In May 1944, 40,000 Polish soldiers attacked and captured the hilltops of Monte Cassino, bringing to a close the largest, bloodiest battle fought by the western Allies in the Second World War. Days later the Allied armies marched into Rome seizing the first Axis capital. No-one in 1939 could have foreseen an entire Polish Corps engaged on the Italian Front. Most had been held prisoner in the USSR following Polands defeat and their release by Stalin was only achieved through the intense negotiations of British and Polish politicians generals, notably Sikorski and Anders,. The Polish Army was evacuated to Iran in 1942 and subsequently incorporated into the British Army as the Polish II Corps. Their ultimate post-war fate was shamefully ignored until too late. This book, which charts the extraordinary wartime story of the exiled Polish Army in the east, makes extensive use of undiscovered archive material. It reveals in depth the relations between the British and Polish General Staffs and the never ending hardships of the Polish soldiers.

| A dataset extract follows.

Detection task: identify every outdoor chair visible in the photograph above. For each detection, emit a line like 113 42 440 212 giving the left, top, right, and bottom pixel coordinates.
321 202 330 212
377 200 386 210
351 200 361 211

Martin Williams was born in Plymouth and educated at the University of Gloucestershire graduating in Landscape Architecture. He has spent the last fifteen years at sea as a Deck Officer in the Merchant Navy where he lived and worked with a great variety of characters from around the world. The tales from the Polish crews inspired him to find out more concerning past relations between Britain and Poland. Upon uncovering aspects of the Polish II Corps he began to explore their history in depth, and this book is the culmination of nine years work.
A very solid and easy-to-follow war history. I wanted to learn more about my grandfather, who served in the 5th Carpathian Rifle Battalion after being deported to Siberia from Lwów. Although there wasn't much information about his specific battalion's movements at Monte Cassino, the record of their exploits at Piedmonte brought me to tears-- this coupled with an old photograph in my possession of an utterly destroyed tank, with his handwriting on the back reading "below piedmonte" in chicken-scratch Polish.
I'm utterly humbled and horrified to catch a glimpse of what he went through, and the echoing trauma of alcoholism in my family has new context. War is terrible. I'm so lucky to be here.